Marriage, the institute said, is crucial in forming the initial context for shaping individual character within this system and “provides powerful social benefits that cannot be provided through a government program.”
The Sutherland Institute said Shelby mischaracterized the goal of Amendment 3 as imposing inequality on same-sex couples, “as if legislators had gathered in a brainstorming session to determine how to harm the chances of same-sex couples, and came up with a thing called marriage to which these couples could be intentionally excluded.”
“The court’s understanding of marriage suggests that it is a government program with social engineering ends,” such as “incentivizing” childbirth or increasing statistics. The Sutherland Institute said such a view of marriage is not aligned with a “system of ordered liberty.”
“While state laws may not deny the dignity of individuals, the Constitution does not require states affirmatively to try to bestow dignity on individuals, if indeed, it could do so,” the institute said.
Twelve states filed briefs, echoing and in many instances replicating language used in Utah’s brief as well as one filed in a Nevada case pending before the 9th Circuit Court of Appeals. The state of Michigan filed its own brief; eleven other states — Indiana, Alabama, Alaska, Arizona, Colorado, Idaho, Indiana, Montana, Nebraska, Oklahoma and South Carolina — filed jointly.
They argue that neither Congress nor the courts has authority to dictate what the states’ must adopt as marriage policy, invoking a historical, traditional, exclusive definition. Shelby’s ruling defines marriage “as nothing more than social validation of personal bonds of affection” which leads “not to the courageous elimination of irrational, invidious treatment, but instead to the tragic deconstruction of civil marriage and its subsequent reconstruction as a glorification of the adult self.”
As in Utah’s brief, the states raise a concern about polygamy, which the state of Michigan describes as a “competing understanding of family life” found in more than 40 countries.

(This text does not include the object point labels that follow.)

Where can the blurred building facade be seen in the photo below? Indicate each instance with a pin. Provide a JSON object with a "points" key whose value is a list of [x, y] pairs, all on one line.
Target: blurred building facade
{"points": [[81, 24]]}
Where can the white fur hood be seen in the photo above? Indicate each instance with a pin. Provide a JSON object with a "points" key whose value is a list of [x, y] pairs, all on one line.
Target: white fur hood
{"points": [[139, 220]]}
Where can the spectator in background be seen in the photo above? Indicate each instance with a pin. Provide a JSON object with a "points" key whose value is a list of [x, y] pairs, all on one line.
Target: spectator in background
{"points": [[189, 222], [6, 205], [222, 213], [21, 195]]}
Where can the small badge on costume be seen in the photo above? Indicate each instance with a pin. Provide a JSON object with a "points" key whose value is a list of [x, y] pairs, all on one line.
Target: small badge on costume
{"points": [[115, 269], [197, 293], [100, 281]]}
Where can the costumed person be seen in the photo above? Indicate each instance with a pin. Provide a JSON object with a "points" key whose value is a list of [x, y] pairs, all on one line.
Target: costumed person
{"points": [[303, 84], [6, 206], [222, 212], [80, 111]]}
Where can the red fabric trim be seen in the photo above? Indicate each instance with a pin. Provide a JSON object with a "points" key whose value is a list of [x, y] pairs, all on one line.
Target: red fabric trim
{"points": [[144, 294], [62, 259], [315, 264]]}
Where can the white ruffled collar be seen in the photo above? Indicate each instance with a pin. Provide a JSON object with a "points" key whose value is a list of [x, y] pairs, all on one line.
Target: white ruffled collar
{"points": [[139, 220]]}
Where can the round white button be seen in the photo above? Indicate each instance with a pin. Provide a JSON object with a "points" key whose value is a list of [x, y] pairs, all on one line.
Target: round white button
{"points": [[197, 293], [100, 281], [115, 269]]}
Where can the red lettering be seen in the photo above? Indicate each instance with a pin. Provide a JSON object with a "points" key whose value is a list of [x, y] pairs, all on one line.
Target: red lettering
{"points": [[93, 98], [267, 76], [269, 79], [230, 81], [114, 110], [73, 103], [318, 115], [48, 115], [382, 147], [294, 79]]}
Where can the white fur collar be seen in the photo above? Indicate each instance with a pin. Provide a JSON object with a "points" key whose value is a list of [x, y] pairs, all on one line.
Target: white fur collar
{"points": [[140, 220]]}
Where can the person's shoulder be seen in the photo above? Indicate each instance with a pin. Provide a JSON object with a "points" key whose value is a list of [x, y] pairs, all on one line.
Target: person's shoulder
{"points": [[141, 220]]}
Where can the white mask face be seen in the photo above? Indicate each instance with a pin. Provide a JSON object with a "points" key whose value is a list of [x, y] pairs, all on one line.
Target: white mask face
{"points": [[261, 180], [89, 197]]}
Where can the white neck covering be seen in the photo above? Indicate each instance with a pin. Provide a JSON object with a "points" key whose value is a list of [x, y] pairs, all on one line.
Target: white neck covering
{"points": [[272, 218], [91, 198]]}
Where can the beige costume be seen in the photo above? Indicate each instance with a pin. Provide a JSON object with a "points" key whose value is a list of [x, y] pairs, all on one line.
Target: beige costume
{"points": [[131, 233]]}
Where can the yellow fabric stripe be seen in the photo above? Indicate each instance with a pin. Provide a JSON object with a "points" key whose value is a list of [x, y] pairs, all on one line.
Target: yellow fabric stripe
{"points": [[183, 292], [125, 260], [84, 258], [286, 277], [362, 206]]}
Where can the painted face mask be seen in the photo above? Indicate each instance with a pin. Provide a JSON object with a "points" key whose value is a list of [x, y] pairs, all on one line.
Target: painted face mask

They say once the “natural limits” of defining marriage to one man and one woman are gone, “any grouping of adults would have an equal claim to marriage.”
The states also reject any discriminatory intent behind same-gender marriage bans, saying it is implausible that the “traditional definition of marriage was invested as a way to discriminate against homosexuals or to maintain the ‘superiority’ of heterosexuals vis-a-vis homosexuals.”
Rather, civil recognition of marriage between one man and one woman is predicated on the procreative ability of opposite-sex couples and aimed at encouraging them to stay together to rear the children they conceive.
The states also say childless opposite-sex couples reinforce this norm by, as the state of Michigan explained, establishing an example for other couples of the opposite sex who will have children.”
“The law serves the goal of establishing ideal standards, encouraging the public to align themselves to these archetypes,” Michigan said in its brief.